In Staten Island, where Garner lived, a black teen with asthma died in May after getting chased by a group of white teens. Investigators have declared the teen’s death only asthma-related, not racism-related. Garner’s death also has been pinned solely on his asthma, which led a grand jury to decline bringing charges against the police officers who put him in a chokehold that lasted for minutes. This despite the fact a medical examiner later called Garner’s death a homicide from “compressing of the chest” by police.

The New York Times reported that medical professionals and police officers on the scene believed Garner was faking when he was saying, “I can’t breathe,” as his life slipped away. This means his asthma problems weren’t taken seriously enough to keep him alive, but were taken seriously enough to keep the police who killed him out of jail.

Sze and Dillon write:

Moreover, the physical chokehold on Garner – the direct, overt violence by the police – was not recognized as a factor in his premature death. In a sense, then, the state criminalized Garner’s own body: his chronic illnesses and his socially-produced difficulties in breathing became the causes of his death. We find this criminalization of embodiment similar to the ways Michael Brown’s body, in Ferguson, Missouri, was described as a “demon” and like “Hulk Hogan” by the police officer who killed him — racist stereotypes that deprived Brown of his humanity. Whereas Brown’s body was too dangerous, Garner’s body was too sick (though the officer also feared him as large and menacing). In other words, the state individualized and blamed them for their own deaths, rather than situating them within a broader political geography of race and racism in the U.S.

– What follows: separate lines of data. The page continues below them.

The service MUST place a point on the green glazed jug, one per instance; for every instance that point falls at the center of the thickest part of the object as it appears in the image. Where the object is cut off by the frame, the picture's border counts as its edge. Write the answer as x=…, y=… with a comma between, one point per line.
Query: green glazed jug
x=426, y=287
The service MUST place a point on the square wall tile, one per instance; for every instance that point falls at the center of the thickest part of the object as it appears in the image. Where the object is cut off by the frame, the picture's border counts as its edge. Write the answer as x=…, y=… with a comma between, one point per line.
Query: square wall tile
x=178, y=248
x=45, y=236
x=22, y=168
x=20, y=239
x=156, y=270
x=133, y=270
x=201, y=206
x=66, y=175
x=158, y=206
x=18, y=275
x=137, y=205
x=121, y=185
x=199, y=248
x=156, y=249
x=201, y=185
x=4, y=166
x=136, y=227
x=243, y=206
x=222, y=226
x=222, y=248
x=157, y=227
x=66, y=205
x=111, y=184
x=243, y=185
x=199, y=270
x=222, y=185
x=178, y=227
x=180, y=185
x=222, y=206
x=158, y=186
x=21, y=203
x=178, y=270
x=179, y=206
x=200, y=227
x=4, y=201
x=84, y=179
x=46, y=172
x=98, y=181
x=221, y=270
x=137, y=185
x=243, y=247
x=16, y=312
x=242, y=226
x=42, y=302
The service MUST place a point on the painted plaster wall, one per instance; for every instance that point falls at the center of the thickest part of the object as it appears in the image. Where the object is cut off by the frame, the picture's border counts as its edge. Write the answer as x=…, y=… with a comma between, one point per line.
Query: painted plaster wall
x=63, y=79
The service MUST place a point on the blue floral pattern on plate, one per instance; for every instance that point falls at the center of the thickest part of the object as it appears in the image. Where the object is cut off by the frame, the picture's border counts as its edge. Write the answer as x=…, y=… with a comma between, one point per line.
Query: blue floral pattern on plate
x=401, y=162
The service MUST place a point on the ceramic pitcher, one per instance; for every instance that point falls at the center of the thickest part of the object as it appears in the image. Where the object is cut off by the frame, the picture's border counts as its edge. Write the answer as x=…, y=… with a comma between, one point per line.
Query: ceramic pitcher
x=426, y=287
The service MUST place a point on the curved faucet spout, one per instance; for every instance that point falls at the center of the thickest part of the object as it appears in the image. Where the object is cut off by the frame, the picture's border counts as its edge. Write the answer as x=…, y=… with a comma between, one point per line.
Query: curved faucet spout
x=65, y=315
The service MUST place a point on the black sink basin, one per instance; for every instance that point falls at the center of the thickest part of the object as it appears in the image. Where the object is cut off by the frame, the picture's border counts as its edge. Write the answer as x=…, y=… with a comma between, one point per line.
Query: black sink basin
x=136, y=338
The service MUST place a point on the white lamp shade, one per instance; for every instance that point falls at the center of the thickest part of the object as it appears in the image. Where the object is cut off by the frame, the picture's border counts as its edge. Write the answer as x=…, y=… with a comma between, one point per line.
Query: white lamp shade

This dangerous combo – environmental injustice and police brutality – goes beyond Staten Island: Think of how toxic lead levels in Baltimore echo the violence Freddie Gray experienced at the hands of police. Or how the petrochemicals from factories along “Cancer Alley” near Baton Rouge created a deadly living environment for Alton Sterling long before he lost his life to an officer’s bullet.

“We weren’t seeking to bring the traditional environmental angle to understand Eric Garner’s death, and we certainly weren’t trying to detract from the police as an institution and their role in killing him,” Dillon told CityLab. “We are trying to broaden the notion of what’s meant by the environment. Not just this idea of bringing our cities into harmony with ‘nature,’ but also the everyday environment of U.S. city streets, which are formed through … racial segregation such that in some places, life expectancy is higher than others, and are racially structured in ways that contribute to premature deaths.”

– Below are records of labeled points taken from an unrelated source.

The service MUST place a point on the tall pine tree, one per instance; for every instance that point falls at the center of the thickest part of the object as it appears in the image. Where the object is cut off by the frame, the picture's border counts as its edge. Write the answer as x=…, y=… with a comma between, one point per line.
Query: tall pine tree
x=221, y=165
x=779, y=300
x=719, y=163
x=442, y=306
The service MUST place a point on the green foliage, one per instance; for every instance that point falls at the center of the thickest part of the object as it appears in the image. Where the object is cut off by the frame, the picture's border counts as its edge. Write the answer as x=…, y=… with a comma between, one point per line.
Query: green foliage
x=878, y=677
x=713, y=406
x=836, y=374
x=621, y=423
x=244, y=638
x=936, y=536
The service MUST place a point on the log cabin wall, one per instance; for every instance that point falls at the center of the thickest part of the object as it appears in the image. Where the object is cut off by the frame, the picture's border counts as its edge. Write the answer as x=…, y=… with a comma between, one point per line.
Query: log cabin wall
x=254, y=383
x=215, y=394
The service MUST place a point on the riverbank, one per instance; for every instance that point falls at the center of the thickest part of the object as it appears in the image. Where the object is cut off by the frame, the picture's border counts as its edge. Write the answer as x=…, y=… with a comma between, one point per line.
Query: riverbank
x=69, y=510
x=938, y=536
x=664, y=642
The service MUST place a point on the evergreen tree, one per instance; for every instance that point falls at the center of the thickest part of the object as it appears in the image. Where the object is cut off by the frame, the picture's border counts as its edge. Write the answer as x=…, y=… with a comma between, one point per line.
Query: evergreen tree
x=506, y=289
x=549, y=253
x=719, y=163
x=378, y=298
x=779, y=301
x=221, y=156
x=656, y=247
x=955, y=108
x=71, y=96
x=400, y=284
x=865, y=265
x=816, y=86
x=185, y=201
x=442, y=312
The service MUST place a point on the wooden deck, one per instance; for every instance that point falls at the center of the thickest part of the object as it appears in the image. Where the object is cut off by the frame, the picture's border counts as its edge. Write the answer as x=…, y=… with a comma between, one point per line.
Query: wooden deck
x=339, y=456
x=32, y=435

In many ways, this is the approach the U.S. Department of Justice took in investigating the Ferguson Police Department after the unarmed African American teenager Michael Brown was killed by a police officer in 2014. Federal investigators didn’t look at the shooting in isolation. Rather, they took account of the myriad ways that the police department criminalized black life in Ferguson.

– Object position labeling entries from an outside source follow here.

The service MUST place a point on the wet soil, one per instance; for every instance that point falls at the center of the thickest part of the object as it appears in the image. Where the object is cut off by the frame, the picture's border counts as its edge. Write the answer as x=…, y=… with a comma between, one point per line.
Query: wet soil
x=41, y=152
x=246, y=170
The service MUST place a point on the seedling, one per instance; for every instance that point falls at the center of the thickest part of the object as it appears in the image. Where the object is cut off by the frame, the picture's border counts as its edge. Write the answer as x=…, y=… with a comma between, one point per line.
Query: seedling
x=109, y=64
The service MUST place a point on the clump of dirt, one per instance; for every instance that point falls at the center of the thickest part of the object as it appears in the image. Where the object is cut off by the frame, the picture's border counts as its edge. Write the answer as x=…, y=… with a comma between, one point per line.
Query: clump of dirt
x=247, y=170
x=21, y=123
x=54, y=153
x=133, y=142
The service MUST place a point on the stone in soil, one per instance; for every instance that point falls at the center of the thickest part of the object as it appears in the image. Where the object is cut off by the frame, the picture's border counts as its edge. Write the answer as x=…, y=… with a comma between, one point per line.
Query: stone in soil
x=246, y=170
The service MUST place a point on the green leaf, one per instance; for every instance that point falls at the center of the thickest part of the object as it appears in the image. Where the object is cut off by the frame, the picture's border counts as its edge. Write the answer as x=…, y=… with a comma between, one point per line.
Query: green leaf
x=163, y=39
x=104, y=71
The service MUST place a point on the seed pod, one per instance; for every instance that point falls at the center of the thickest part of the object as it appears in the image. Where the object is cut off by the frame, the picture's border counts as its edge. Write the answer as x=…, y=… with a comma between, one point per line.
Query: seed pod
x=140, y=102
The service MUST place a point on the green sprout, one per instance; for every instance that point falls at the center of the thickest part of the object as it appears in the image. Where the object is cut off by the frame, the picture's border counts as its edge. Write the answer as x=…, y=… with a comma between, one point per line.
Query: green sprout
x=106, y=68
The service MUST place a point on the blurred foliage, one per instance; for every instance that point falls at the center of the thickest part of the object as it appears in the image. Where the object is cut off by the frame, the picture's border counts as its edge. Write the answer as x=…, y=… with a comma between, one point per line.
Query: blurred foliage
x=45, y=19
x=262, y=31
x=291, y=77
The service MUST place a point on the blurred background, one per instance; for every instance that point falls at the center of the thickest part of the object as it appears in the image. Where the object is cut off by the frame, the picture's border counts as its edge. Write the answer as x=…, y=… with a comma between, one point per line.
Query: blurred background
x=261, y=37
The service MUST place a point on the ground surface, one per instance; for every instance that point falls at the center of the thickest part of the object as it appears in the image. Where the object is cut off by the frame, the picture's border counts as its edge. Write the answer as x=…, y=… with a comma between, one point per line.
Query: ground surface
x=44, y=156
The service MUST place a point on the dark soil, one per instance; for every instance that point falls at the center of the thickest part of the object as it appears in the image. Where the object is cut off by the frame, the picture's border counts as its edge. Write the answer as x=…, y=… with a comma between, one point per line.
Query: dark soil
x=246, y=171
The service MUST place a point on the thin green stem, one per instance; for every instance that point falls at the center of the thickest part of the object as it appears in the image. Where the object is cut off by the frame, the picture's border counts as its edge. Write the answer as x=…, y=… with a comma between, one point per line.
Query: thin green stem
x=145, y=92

Last week, President Barack Obama hosted a town hall on race and policing, which Garner’s daughter Erica called a “farce.” She was present for the forum but wasn’t able to get a question in about the ongoing Justice Department investigation into her father’s death, which happened almost exactly two years ago. She’s still looking for answers, and no police officer has been criminally charged with killing her father. Perhaps the wider view taken by the Justice Department in the Ferguson case should be adopted to scrutinize the toxic environment in which Garner was living — worsened by police, as well.

“In my mind, as someone who has focused on antitoxics, toxic exposure is also a form of slow violence and slow death,” Dillon said. “So, for many people, the lived experience of police violence and toxic exposure – these different forms of physical vulnerability both live together. We have to think of them together instead of thinking of them separately.”